What is benefit sharing and how does it differ from what we call “business as usual”? Perhaps it is easier to understand the concept once one has grasped what it is not. As is now well recognized, economic growth has not only ignored the finite nature of the natural resource base and the planet’s limited ability to absorb pollution and waste, but has also encouraged maximized consumption of natural resources (Daly and Cobb 1989, Korten 1995, Bakan 2002). Capitalism is driven by the individual maximization of company profit, but the famous invisible hand of the market has not delivered the requisite public welfare benefits (Daly and Cobb 1989, Chomsky 1999, Newell 2010). The consequences of this approach are well known: runaway climate change, accelerated biodiversity loss and deforestation, a decline in well-being for billions of people, and a planet that many describe as being at a tipping point of irreversible change (World Health Organization 2005, Rockström et al. 2009, Biermann et al. 2012, Organisation for Economic Co-operation and Development 2012). The underlying stimulus of this is consumption, which has spiraled in response to ever-increasing consumerism among more and more people, and the rapid growth of economies such as China, India, and Brazil. This, then, is the “business as usual” scenario, depicted in Fig. 1, where the losses associated with acquiring economic benefits—including habitat destruction, ecological degradation and pollution, social conflict, economic marginalization, and reduced access to resources—may well exceed any benefits secured by firms, individuals, governments, or communities. We use the term “losses” as opposed to “costs” here in a deliberate attempt to embrace a wider social meaning that recognizes the multiple dimensions of human well-being and equity and moves away from the economic language of cost-benefit analysis (Wegner and Pascual 2011).

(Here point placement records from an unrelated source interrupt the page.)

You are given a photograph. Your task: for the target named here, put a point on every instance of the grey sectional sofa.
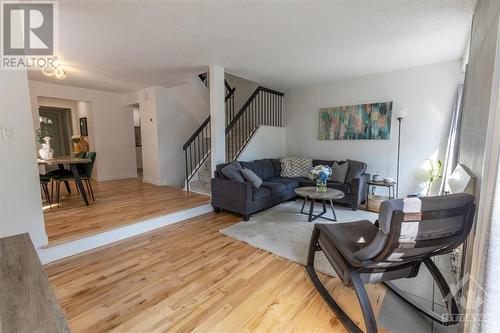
(241, 198)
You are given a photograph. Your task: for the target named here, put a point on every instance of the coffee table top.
(310, 192)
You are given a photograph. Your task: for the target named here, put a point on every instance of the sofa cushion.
(295, 167)
(339, 172)
(290, 183)
(322, 162)
(233, 171)
(251, 177)
(262, 168)
(275, 188)
(356, 169)
(277, 166)
(346, 188)
(305, 181)
(260, 193)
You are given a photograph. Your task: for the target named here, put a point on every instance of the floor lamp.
(400, 118)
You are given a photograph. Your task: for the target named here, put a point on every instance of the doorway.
(58, 120)
(138, 139)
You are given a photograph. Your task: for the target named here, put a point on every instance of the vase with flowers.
(76, 143)
(43, 136)
(321, 173)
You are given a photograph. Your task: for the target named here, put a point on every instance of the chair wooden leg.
(448, 297)
(364, 302)
(46, 193)
(58, 192)
(369, 318)
(90, 190)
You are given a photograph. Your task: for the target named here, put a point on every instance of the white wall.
(20, 201)
(424, 95)
(111, 122)
(244, 89)
(169, 116)
(267, 142)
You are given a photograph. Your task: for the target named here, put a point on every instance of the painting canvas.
(356, 122)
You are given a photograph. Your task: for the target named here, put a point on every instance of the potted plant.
(321, 173)
(43, 136)
(434, 172)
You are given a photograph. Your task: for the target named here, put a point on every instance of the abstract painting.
(356, 122)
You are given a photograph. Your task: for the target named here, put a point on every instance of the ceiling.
(126, 45)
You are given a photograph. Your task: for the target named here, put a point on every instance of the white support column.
(217, 116)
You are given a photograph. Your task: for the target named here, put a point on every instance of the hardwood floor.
(118, 202)
(189, 277)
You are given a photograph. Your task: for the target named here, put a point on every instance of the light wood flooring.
(189, 277)
(118, 203)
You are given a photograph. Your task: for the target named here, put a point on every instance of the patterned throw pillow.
(295, 167)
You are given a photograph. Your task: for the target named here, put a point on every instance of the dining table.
(73, 163)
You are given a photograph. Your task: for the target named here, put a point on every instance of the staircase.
(263, 107)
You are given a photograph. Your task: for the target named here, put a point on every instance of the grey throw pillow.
(233, 171)
(339, 172)
(356, 169)
(251, 177)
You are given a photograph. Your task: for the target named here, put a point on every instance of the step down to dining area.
(122, 208)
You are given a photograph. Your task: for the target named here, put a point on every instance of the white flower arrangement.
(75, 139)
(321, 172)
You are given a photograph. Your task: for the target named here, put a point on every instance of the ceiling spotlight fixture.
(55, 69)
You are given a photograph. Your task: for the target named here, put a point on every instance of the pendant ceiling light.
(55, 69)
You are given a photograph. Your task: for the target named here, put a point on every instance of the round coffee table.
(310, 193)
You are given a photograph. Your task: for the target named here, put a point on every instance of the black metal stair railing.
(263, 107)
(197, 148)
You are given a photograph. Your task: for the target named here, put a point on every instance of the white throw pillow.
(339, 172)
(295, 166)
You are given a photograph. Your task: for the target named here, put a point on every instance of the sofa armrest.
(231, 190)
(359, 186)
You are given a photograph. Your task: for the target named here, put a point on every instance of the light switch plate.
(7, 133)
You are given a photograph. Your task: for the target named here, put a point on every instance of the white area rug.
(283, 231)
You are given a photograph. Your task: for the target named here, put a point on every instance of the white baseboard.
(152, 181)
(71, 248)
(106, 178)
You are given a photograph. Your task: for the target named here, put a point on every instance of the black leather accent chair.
(362, 252)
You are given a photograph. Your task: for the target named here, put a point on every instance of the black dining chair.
(85, 171)
(409, 232)
(44, 185)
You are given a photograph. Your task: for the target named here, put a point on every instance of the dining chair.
(85, 171)
(44, 185)
(62, 173)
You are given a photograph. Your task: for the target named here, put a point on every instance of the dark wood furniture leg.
(311, 209)
(79, 183)
(66, 183)
(444, 288)
(333, 211)
(369, 318)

Mining, for instance, creates jobs, generates significant tax revenues for governments, and may produce phenomenal profits for companies, but these benefits are typically based on short-term economic gain, with longer-term losses for communities and the environment that can be devastating (e.g., Kapelus 2002, Jenkins 2004, Altman 2009). In coastal areas, mining activities can have wide-ranging negative impacts on indigenous forests, dune dynamics, and the hydrology and physical topography of rivers, estuaries, and beaches (Sibaud 2012). Not only do these activities lead to habitat fragmentation, but they may also reduce soil fertility and increase pollution (e.g. Lubke et al. 1996, Ramirez et al. 2005). At the same time, mining activities catalyze substantial social disruption, change and, in some cases, conflict; they diminish access to the natural resources upon which people depend; and may also cause significant health impacts (Boele et al. 2001, Madihlaba 2002, Twerefou 2009).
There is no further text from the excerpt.